Monday, May 5, 2014

Dinner at Le Taillevent, a Paris icon

Our Burgundy jaunt with Raj Par was preceded by a two-day, two-night blitz of selected Parisian restaurants. One of the "blitzees" was Le Taillevent, an icon on the French dining scene, visited on the eve of our ride out to Beaune.

Located at 15 Rue Lammenais, but a stones throw away from Champs Elysees, Le Taillevent has been in continuous operation since its founding in Paris in 1946 by M. Andre Vrinat and was held in the namesake family until sold (along with other related holdings) to the Gardinier brothers in 2011. The restaurant's receipt of three Michelin stars over its history (1948, 1954, 1973) is a testament to the quality of its food and service. It reverted to two-star status in 2011.

We were welcomed by two hostesses, who smilingly checked our reservations and then ushered us to a smart-looking couch to await our dining companions.
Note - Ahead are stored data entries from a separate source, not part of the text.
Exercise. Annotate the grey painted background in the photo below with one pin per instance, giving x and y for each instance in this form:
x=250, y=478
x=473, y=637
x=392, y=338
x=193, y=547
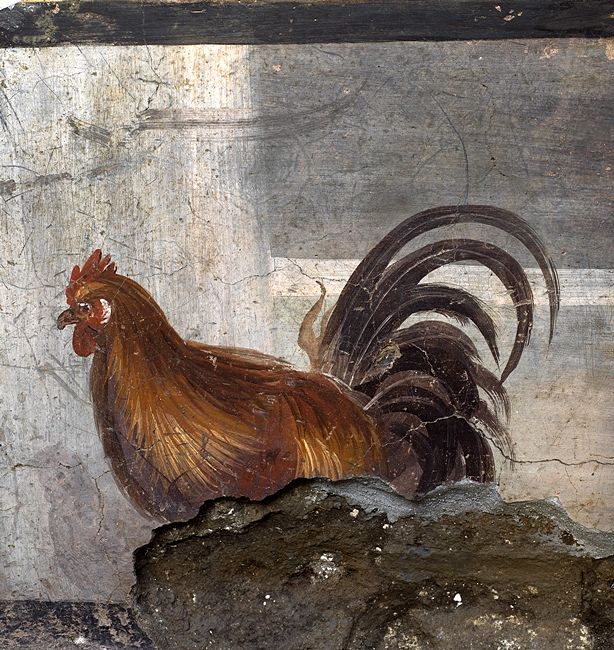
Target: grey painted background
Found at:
x=226, y=179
Once the Siegels arrived, one of the hostesses walked us back to our table. My first impression on entering the dining room was of patrons attending to the business of having a good time and staff attentively assisting them in that endeavor. Our seats were in a booth-like setting, with padded, fixed, bench-like seats against the wall, a table that almost ran the length of the bench, and two chairs on the outside of the arrangement. This was a cozy; until someone on the inside needed to get out.

Once we had taken our seats, we were presented with menus and a wine list. The wine list was formidable -- both inside and out. Ron went quickly to the Champagne section and ordered a Jack Selosse Rosé in order to buy us time to carefully peruse the massive tome. (The Sommelier who assisted us over the course of our vinous expedition was Elize and, in manner, look, and speech, she reminded us of Pascaline Lepeltier, the well-known -- and well-regarded -- Somm at NYCs Rouge Tomate.). The Selosse had a lovely salmon color in the glass and yielded dried rose petals, strawberries, yeast, and sourdough bread on the nose. Lean with bright acidity and a burnt orange taste. It was "paired" with the Amouse Bouche, a complex and delectable Crispy Langoustine in a Sweet and Sour Sauce.

The food menu had an a la carte offering and two tasting menus. After we were resuscitated by the paramedics, we opted for the more extensive of the two tasting menus because we felt that it had the best quality/pain ratio.

Our first course was a Crab with Radish which we paired with a 1990 Comte de Lafon Meursault de Perrieres. According to Elize, this was the last bottle of this wine in their cellar. The wine had a golden color with a slightly honeyed nose accompanying notes of pear, coconut oil, citrus, and a rich oiliness. Little oxidative character. Burnt orange and citrus on the palate. Ron's notes mentioned honey, pear, and lanolin.

The second course was a Lobster Sausage with Fennel Foam. The bulbous appearance of the sausage, its lack of defined color, and its giving response to even the slightest application of force, made us initially doubt our choice. But in the mouth this dish was heavenly and was enriched by the very light sauce which accompanied it. This dish was paired with the 2000 Raveneau Les Clos. Ron thought that this wine exhibited notes of seashell, chalk, and flint. Fresh, with amazing minerality.

Next up was a Red Snapper with Zucchini Flowers. This was a clean presentation backed up by fulsome flavors. It was paired with a 2003 Armand Rousseau Chambertin Clos de Beze. On the nose the wine presented smoked oak, vanillin, and strawberry. On the palate a spiciness, copious amounts of red berries, road tar, cigar box, and savoriness. Lengthy finish.

The next two courses were paired with a 2003 Chateau Rayas. The first of the two courses was a White Wheat Risotto and Morel Mushrooms topped with morel mushroom foam and all sitting in a light brown sauce. This was followed in short order by a Foie Gras accompanied by foam-topped carrots. The Foie Gras had a mouthfeel and texture that belied its color and the distinctive salty tang was perfectly balanced by the relative blandness of the carrots. The Rayas was characterized (Ron) by cherries, kirsch liqueur, garrigue, lavender, and earth.

After a cheese course, we were treated to a carmel and chocolate dessert and petit fours. We closed out with a Taillevent-branded Armagnac which was excellent.

This was an excellent dining experience in a food and wine temple that cares and is not unwilling to demonstrate that in every way. The quality of the food and the service excellence puts this establishment in a very special place. We have a penchant for being the last people to leave an establishment but our servers hung in with us; smilingly. In their words, "we close when you leave."  Could have been famous last words but ...

The tasting menu is the way to go here. It is high quality, varied, and gives you a chance to pair a wide range of offerings with the establishment's wines (We were so focused on the food and wine upstairs that we forgot to go take a peek at their fabled wine cellar.). It also works out to be more economical than trying to put a like meal together from the a la carte menu.